Maryland Smith Research / April 21, 2022

The Secret Safety Net for Money Market Funds

What’s the difference between prime institutional money market funds sponsored by bank holding companies (BHCs) and those funds that aren’t? Money market funds backed by these holding companies have an inherent safety net, according to research from Maryland Smith.

It’s referred to as “shadow insurance,” which aids ailing funds by charging investors significantly higher expense ratios and paying lower net yields. There are two distinguishing features about them until the 2008 Crisis: They provided implicit access to FDIC insurance through the sponsoring BHC, and they did not have similar regulatory constraints.

Haluk Unal, professor of finance at the University of Maryland’s Robert H. Smith School of Business, along with co-author Stefan Jacewitz from the Federal Reserve Bank of Kansas and a Chengjun Wu, a PhD student in finance at Smith, developed the research and produced the paper, published in The Review of Corporate Finance Studies.

Bank holding companies don’t actually offer banking services but are overarching corporations that simultaneously operate subsidiaries that do – such as Bank of America, Citigroup and JPMorgan Chase & Co. – and uninsured nonbanks, such as insurance or brokerage services.

Looking at data from the 2008 financial crisis, the researchers found that after September 2008, the period during which industry risk was dramatically increasing with worsening economic conditions, expense ratios for bank holding company (BHC)-sponsored prime institutional money market funds (PI-MMFs) were seven basis points higher than non-BHC-sponsored MMFs.

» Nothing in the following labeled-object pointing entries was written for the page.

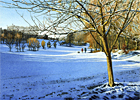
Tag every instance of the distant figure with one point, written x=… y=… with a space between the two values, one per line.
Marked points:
x=82 y=50
x=85 y=50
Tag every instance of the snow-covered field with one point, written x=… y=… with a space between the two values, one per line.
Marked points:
x=62 y=73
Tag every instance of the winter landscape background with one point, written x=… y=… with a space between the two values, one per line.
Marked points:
x=62 y=73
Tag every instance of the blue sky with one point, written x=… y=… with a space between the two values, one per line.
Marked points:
x=9 y=16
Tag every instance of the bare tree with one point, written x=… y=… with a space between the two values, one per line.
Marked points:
x=103 y=17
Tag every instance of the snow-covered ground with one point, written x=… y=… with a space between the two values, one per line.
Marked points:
x=62 y=73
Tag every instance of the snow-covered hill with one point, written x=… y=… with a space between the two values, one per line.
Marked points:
x=63 y=73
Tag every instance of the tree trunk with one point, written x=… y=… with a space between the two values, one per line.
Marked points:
x=109 y=62
x=136 y=45
x=119 y=47
x=110 y=70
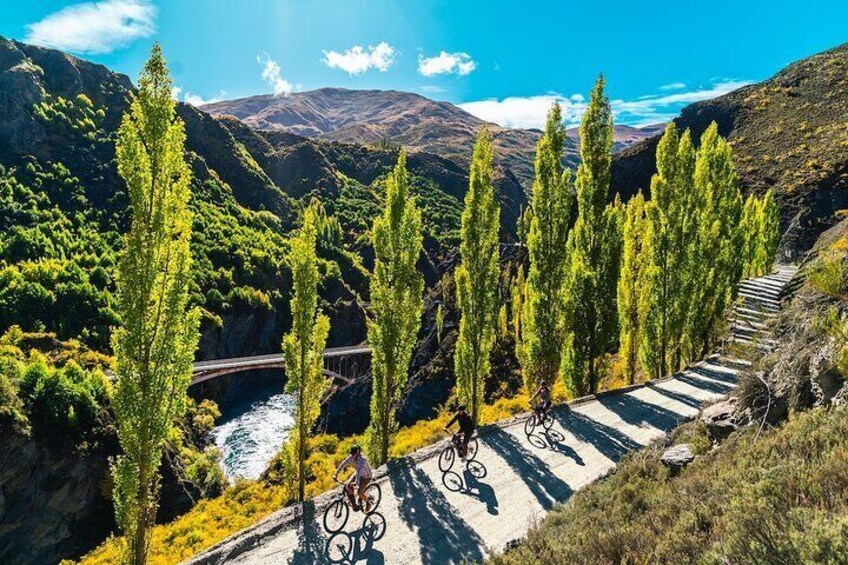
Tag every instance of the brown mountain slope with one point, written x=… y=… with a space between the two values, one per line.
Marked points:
x=368 y=117
x=789 y=133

“This increase is of similar size to the average deposit insurance premium charged by the FDIC in 2008,” the researchers write. “We also show, despite higher expense ratios, the redemptions in BHC-sponsored MMFs were lower in contrast to expectations of prior literature.”

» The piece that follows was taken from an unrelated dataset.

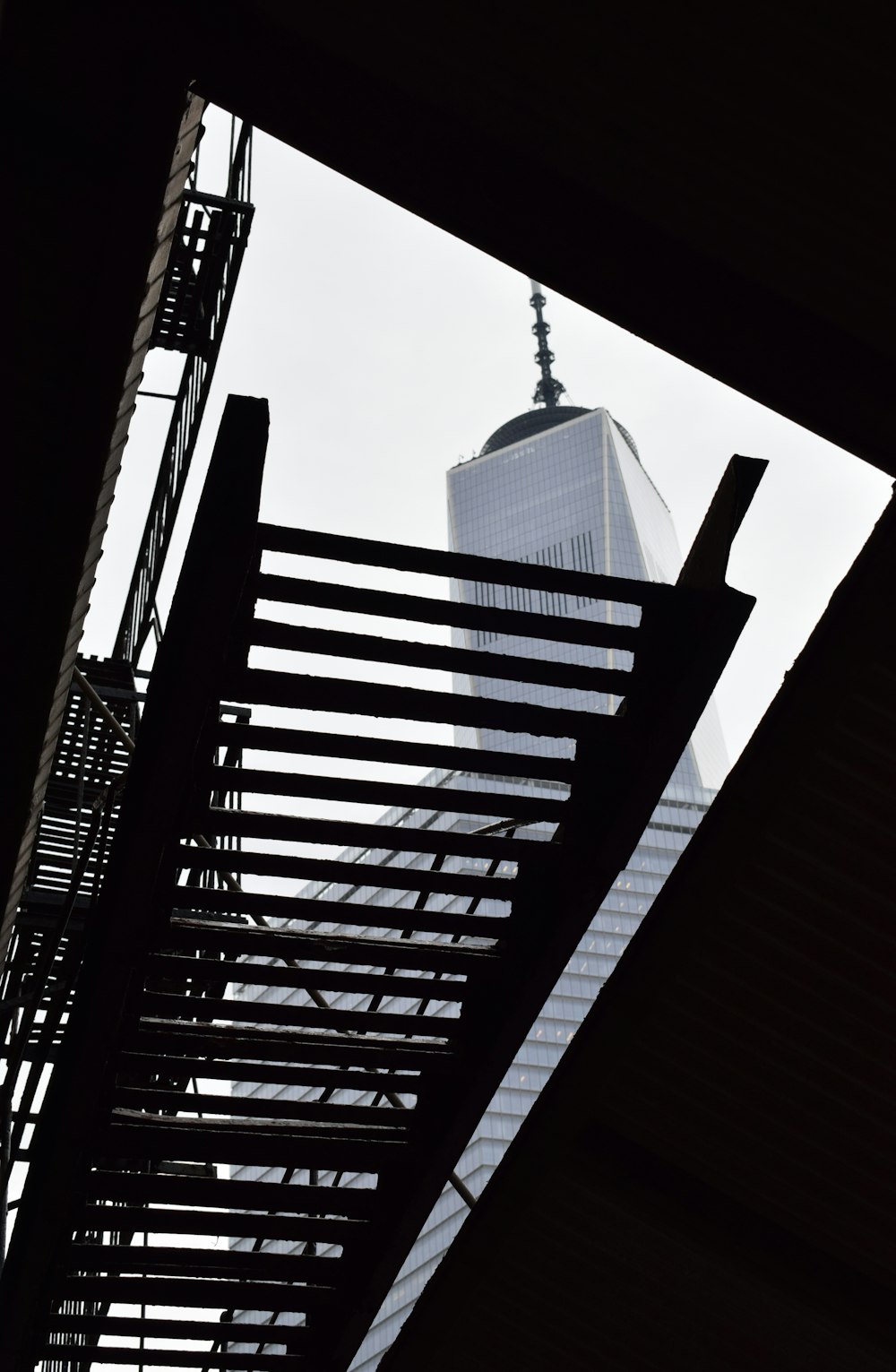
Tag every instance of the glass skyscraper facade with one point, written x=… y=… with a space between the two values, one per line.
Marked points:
x=563 y=488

In the United States, funds allocated in a bank, like through a money market account, are insured by the FDIC in the form of a government safety net. In 2008, the FDIC guaranteed an average of $4.6 trillion in insured deposits, while collecting $3 billion in insurance premiums – equalling the 7 basis points insurance premium per insured dollar.

With bank holding companies having no reserve or capital requirements as well as no obligation to pay fees to federal insurers against the risks assumed from sponsorship of the fund, they essentially were operating in the shadows to circumvent less favorable regulations.

“Thus, the bank sponsors benefited from potential government support without bearing any additional costs, leading to regulatory arbitrage,” the researchers write.

Similar to the 2008 financial crisis, disruptions to the money market fund industry caused by the COVID-19 pandemic have sparked policy debate related to prime institutional money market funds, write the researchers. This research may provide additional context to policymakers as it pertains to shadow insurance.

“These funds are often treated as riskless but are not federally insured and have historically faced widespread redemption of funds in times of stress presenting risks to the financial system as a whole,” the researchers write. “Once considered once-in-a-lifetime events, the MMF displacements during the pandemic were the second such event in just 15 years, following a similar disruption after the 2008 financial crisis.”